Three reasons media organisations are moving content from LTO to private clouds

3 Reasons to migrate from LTO to Object Storage

We wanted to share a recent trend we are witnessing of broadcasters, across the globe, pushing more of their archive content onto local or private cloud platforms. There seems to be three main reasons for doing so:

  • 1. Need to access all their archive to re-purpose legacy content for new audiences

    Traditional broadcasters are sat on a pre-recorded, ready to air (almost) gold mine of content. Netflix and co have to start from scratch when it comes to content creation whereas traditional broadcasters across the globe have the advantage of sitting on untapped revenue streams that, until today, have been difficult to monetise. One UK broadcaster recently shared insights with us that old UK soap operas, available from the first episode, on demand, are proving incredibly popular with new younger audiences. Now is the time to treat that archive with the respect it deserves. Making it available to your creative teams will create revenue whilst also bringing operational efficiencies to the organisation.

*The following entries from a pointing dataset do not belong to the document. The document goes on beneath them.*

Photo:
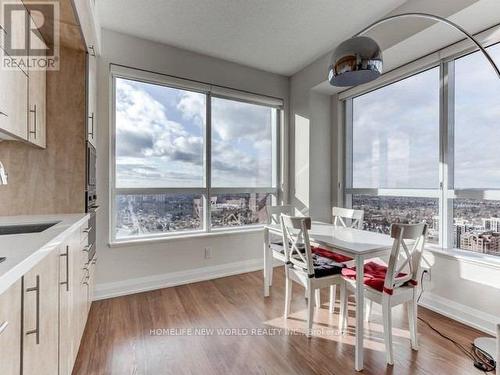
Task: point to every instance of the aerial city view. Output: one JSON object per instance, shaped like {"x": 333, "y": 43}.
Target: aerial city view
{"x": 476, "y": 223}
{"x": 139, "y": 215}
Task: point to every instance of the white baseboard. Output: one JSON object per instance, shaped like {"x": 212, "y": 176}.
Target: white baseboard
{"x": 143, "y": 284}
{"x": 462, "y": 313}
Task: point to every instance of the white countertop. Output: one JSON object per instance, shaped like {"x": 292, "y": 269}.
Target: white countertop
{"x": 24, "y": 251}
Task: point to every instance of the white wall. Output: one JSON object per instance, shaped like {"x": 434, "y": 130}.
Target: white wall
{"x": 310, "y": 145}
{"x": 145, "y": 266}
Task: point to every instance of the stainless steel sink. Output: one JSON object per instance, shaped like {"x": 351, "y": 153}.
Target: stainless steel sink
{"x": 25, "y": 228}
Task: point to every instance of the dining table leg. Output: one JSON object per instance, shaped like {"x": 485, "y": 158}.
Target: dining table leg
{"x": 360, "y": 302}
{"x": 267, "y": 262}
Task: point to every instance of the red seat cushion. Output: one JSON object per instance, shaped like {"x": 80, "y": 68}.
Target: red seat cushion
{"x": 374, "y": 276}
{"x": 339, "y": 258}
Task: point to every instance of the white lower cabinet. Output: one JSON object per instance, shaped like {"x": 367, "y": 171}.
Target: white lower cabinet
{"x": 43, "y": 315}
{"x": 40, "y": 322}
{"x": 74, "y": 299}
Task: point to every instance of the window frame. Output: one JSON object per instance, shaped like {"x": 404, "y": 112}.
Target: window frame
{"x": 206, "y": 191}
{"x": 445, "y": 192}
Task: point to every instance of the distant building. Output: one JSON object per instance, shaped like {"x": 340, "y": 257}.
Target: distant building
{"x": 487, "y": 242}
{"x": 492, "y": 224}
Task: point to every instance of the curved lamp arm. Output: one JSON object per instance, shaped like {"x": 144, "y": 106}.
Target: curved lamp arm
{"x": 436, "y": 18}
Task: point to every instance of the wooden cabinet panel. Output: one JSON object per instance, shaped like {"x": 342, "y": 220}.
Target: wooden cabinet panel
{"x": 13, "y": 103}
{"x": 37, "y": 107}
{"x": 10, "y": 330}
{"x": 91, "y": 99}
{"x": 66, "y": 347}
{"x": 40, "y": 318}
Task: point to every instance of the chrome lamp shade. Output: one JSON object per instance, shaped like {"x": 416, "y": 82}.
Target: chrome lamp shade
{"x": 355, "y": 61}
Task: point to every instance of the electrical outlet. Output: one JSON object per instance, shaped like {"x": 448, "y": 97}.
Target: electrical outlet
{"x": 427, "y": 275}
{"x": 208, "y": 252}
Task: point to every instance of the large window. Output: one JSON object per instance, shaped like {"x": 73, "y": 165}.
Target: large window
{"x": 175, "y": 170}
{"x": 394, "y": 148}
{"x": 476, "y": 156}
{"x": 412, "y": 157}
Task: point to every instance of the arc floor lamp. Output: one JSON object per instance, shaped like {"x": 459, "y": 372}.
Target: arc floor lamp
{"x": 359, "y": 60}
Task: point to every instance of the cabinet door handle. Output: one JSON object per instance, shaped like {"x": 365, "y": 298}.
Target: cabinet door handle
{"x": 34, "y": 117}
{"x": 36, "y": 331}
{"x": 91, "y": 132}
{"x": 87, "y": 248}
{"x": 66, "y": 255}
{"x": 3, "y": 326}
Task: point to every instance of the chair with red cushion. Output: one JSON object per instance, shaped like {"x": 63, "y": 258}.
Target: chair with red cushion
{"x": 395, "y": 283}
{"x": 347, "y": 218}
{"x": 276, "y": 244}
{"x": 310, "y": 267}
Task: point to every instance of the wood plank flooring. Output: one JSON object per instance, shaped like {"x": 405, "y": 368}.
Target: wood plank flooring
{"x": 149, "y": 334}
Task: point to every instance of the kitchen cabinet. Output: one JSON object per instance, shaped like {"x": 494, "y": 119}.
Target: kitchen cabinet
{"x": 41, "y": 317}
{"x": 10, "y": 328}
{"x": 23, "y": 94}
{"x": 73, "y": 295}
{"x": 13, "y": 103}
{"x": 37, "y": 107}
{"x": 67, "y": 348}
{"x": 91, "y": 97}
{"x": 14, "y": 83}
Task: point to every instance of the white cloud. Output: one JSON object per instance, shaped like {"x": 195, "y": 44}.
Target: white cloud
{"x": 153, "y": 150}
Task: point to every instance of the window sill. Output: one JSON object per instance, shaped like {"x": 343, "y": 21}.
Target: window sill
{"x": 185, "y": 236}
{"x": 465, "y": 256}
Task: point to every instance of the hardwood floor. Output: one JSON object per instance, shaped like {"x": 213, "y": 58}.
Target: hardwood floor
{"x": 130, "y": 335}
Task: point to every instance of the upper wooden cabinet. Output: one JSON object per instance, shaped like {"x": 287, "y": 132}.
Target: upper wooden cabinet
{"x": 23, "y": 94}
{"x": 91, "y": 98}
{"x": 13, "y": 104}
{"x": 10, "y": 328}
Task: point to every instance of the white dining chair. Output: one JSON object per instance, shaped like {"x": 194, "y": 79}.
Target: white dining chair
{"x": 304, "y": 266}
{"x": 393, "y": 284}
{"x": 273, "y": 217}
{"x": 347, "y": 218}
{"x": 276, "y": 244}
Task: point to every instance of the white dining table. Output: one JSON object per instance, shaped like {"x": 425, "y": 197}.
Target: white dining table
{"x": 356, "y": 243}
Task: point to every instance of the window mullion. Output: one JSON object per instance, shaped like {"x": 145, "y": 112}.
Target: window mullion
{"x": 208, "y": 163}
{"x": 446, "y": 154}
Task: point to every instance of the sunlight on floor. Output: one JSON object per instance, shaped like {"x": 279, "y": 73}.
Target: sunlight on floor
{"x": 325, "y": 326}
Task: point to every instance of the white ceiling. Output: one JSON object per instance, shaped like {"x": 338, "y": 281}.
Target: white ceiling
{"x": 279, "y": 36}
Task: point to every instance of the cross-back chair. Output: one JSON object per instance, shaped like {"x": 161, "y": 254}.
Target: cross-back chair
{"x": 304, "y": 267}
{"x": 395, "y": 283}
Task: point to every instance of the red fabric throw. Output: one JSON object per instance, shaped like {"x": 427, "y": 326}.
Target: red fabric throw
{"x": 339, "y": 258}
{"x": 374, "y": 276}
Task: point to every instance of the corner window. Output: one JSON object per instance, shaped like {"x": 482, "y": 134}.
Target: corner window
{"x": 177, "y": 171}
{"x": 404, "y": 164}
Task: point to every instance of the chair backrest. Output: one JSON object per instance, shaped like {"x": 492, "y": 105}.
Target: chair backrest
{"x": 274, "y": 213}
{"x": 340, "y": 214}
{"x": 296, "y": 238}
{"x": 405, "y": 258}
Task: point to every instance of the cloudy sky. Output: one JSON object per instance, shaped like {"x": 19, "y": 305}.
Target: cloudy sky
{"x": 160, "y": 132}
{"x": 396, "y": 130}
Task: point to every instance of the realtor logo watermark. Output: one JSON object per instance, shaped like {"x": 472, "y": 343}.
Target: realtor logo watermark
{"x": 30, "y": 35}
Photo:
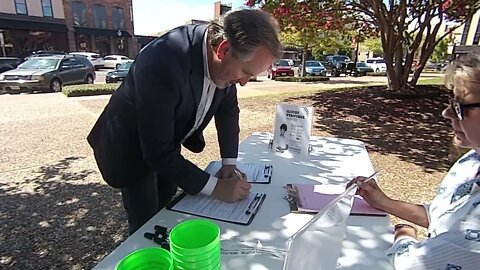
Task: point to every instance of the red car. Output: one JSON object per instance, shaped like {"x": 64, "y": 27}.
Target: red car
{"x": 280, "y": 68}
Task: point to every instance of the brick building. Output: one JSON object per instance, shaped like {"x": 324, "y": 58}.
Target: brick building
{"x": 101, "y": 26}
{"x": 30, "y": 25}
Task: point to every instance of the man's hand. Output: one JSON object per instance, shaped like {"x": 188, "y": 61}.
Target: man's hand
{"x": 228, "y": 171}
{"x": 231, "y": 189}
{"x": 405, "y": 229}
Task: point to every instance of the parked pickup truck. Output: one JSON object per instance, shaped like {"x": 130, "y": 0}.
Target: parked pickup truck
{"x": 336, "y": 64}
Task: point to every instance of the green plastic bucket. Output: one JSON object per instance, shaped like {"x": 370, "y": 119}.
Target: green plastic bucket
{"x": 147, "y": 259}
{"x": 189, "y": 262}
{"x": 215, "y": 266}
{"x": 210, "y": 255}
{"x": 194, "y": 237}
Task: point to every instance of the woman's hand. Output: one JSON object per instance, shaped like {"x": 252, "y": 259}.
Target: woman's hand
{"x": 371, "y": 192}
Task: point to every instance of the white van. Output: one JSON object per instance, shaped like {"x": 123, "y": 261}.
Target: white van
{"x": 94, "y": 58}
{"x": 377, "y": 64}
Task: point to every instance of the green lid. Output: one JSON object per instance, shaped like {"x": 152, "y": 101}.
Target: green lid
{"x": 147, "y": 259}
{"x": 213, "y": 266}
{"x": 212, "y": 254}
{"x": 195, "y": 236}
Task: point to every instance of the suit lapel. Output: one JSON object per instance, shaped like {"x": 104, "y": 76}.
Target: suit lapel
{"x": 196, "y": 68}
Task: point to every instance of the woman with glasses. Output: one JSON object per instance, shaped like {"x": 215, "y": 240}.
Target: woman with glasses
{"x": 453, "y": 217}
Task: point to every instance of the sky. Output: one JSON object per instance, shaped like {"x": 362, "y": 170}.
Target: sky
{"x": 153, "y": 16}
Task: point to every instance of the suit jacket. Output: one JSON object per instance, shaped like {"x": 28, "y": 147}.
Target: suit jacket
{"x": 147, "y": 117}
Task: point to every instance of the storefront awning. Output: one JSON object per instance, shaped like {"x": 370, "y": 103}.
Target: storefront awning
{"x": 32, "y": 25}
{"x": 101, "y": 32}
{"x": 145, "y": 39}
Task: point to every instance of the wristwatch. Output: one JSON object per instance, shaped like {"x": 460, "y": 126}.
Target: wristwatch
{"x": 403, "y": 225}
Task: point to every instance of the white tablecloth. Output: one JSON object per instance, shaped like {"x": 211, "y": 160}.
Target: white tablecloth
{"x": 332, "y": 161}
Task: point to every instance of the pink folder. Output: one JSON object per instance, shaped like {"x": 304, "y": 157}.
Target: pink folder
{"x": 312, "y": 198}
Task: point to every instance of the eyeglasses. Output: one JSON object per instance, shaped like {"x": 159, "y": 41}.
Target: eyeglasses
{"x": 459, "y": 108}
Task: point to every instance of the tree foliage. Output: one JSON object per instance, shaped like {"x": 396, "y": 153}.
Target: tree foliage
{"x": 304, "y": 23}
{"x": 404, "y": 26}
{"x": 440, "y": 53}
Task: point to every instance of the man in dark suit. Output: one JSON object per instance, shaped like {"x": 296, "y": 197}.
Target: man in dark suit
{"x": 175, "y": 86}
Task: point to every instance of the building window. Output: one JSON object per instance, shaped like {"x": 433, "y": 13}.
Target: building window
{"x": 47, "y": 8}
{"x": 466, "y": 28}
{"x": 100, "y": 16}
{"x": 476, "y": 38}
{"x": 118, "y": 18}
{"x": 21, "y": 7}
{"x": 79, "y": 11}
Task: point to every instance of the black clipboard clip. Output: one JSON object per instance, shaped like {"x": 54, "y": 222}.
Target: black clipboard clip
{"x": 255, "y": 204}
{"x": 291, "y": 197}
{"x": 267, "y": 172}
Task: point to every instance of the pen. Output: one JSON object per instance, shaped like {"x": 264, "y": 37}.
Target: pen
{"x": 326, "y": 208}
{"x": 252, "y": 203}
{"x": 266, "y": 171}
{"x": 239, "y": 174}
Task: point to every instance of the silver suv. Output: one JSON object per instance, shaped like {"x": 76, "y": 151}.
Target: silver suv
{"x": 48, "y": 73}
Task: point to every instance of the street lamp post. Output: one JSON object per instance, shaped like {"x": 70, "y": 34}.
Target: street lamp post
{"x": 356, "y": 52}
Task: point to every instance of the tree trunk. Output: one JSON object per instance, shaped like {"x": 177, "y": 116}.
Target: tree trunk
{"x": 301, "y": 73}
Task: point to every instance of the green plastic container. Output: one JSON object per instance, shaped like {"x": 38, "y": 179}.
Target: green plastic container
{"x": 147, "y": 259}
{"x": 208, "y": 267}
{"x": 195, "y": 237}
{"x": 189, "y": 262}
{"x": 210, "y": 255}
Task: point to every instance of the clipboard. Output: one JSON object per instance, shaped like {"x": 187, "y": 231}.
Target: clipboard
{"x": 320, "y": 200}
{"x": 257, "y": 173}
{"x": 208, "y": 207}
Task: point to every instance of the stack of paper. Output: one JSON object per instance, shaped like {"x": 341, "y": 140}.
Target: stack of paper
{"x": 313, "y": 198}
{"x": 256, "y": 173}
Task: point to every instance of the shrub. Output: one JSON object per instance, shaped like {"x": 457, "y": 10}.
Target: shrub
{"x": 378, "y": 74}
{"x": 89, "y": 89}
{"x": 302, "y": 79}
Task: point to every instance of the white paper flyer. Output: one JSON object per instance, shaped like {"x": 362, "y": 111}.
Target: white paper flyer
{"x": 293, "y": 125}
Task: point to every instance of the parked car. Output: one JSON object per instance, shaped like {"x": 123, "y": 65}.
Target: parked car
{"x": 113, "y": 61}
{"x": 280, "y": 68}
{"x": 313, "y": 68}
{"x": 377, "y": 64}
{"x": 94, "y": 58}
{"x": 118, "y": 74}
{"x": 48, "y": 73}
{"x": 336, "y": 64}
{"x": 361, "y": 69}
{"x": 8, "y": 63}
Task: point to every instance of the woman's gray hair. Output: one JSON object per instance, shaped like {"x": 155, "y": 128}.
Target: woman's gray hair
{"x": 246, "y": 30}
{"x": 466, "y": 68}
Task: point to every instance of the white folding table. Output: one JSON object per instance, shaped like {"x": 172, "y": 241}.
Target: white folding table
{"x": 331, "y": 161}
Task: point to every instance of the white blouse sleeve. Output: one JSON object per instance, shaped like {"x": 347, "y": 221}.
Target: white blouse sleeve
{"x": 458, "y": 248}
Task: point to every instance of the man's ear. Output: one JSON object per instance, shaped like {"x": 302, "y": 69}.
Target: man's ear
{"x": 222, "y": 49}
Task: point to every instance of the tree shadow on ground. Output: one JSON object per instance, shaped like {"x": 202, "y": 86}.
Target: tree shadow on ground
{"x": 411, "y": 128}
{"x": 62, "y": 223}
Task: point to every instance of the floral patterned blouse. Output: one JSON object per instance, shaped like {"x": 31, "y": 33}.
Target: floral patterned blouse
{"x": 454, "y": 230}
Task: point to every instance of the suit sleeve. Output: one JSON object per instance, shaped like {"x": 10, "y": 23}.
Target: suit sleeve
{"x": 156, "y": 97}
{"x": 226, "y": 122}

  • 2. Super fast access to the entire catalogue

    Full 10GigE+ access to all content on your own network. No, not just low resolution proxies, but all the assets in the archive. Getting that content back from offline media platforms tends to inhibit the creative process and leads to new content streams not being realised. Pop it all in the public cloud? Sure but then best sell a family member or two if you want to realise the value of those assets through frequent access. Egress charges and thin pipes kill the public cloud model in this scenario despite what your friendly public cloud loving systems integrator is telling you. As one attendee of WIG recently put it:

    “We would kill the cloud with our egress needs and the cloud would subsequently bankrupt us with the cost of doing so.” – Wise words my friend.

  • 3. Wait for it…. Falling out of love with LTO?

    OK this bit might not suit some markets that love the old acetate but back in 2003 we came to market with a message, and at the time it seems not a clue, that object storage would kill LTO.

    “Disk YEAH, tape BOOOOO.” – Nick Pearce

    Almost 15 years on and 7 generations of LTO and millions of man hours of migrations later LTO is still around and of course has its place. It’s just that place is being questioned by organisations are realising that LTO is great for fire and forget (until the next migration) but for super quick access to all content its rather cumbersome, and, for tightly integrated business continuity workflows the same. Tape has its place but increasingly private clouds, Digital Content Governance and object storage are being used as more appropriate platforms to serve that on demand requirement.

Simply put if you need to regularly access archive content then it needs to live on disk.

As we are all finding out there is a huge need for content to feed the many, many, outlets. A lot of it is being created from scratch but fifty to a hundred times more could be re-purposed, re-used and shared with a new community from archive content liberated from its acetate shackles. Object Matrix now offers capacity packs from 120TB to 20 petabytes, and more, to handle the largest of archive and business continuity needs.

To find out why BT, Orange, TV3, ITN and much more moved petabytes of content from LTO to a secure, scalable and audited Digital Content Governance platform from Object Matrix please do get in touch.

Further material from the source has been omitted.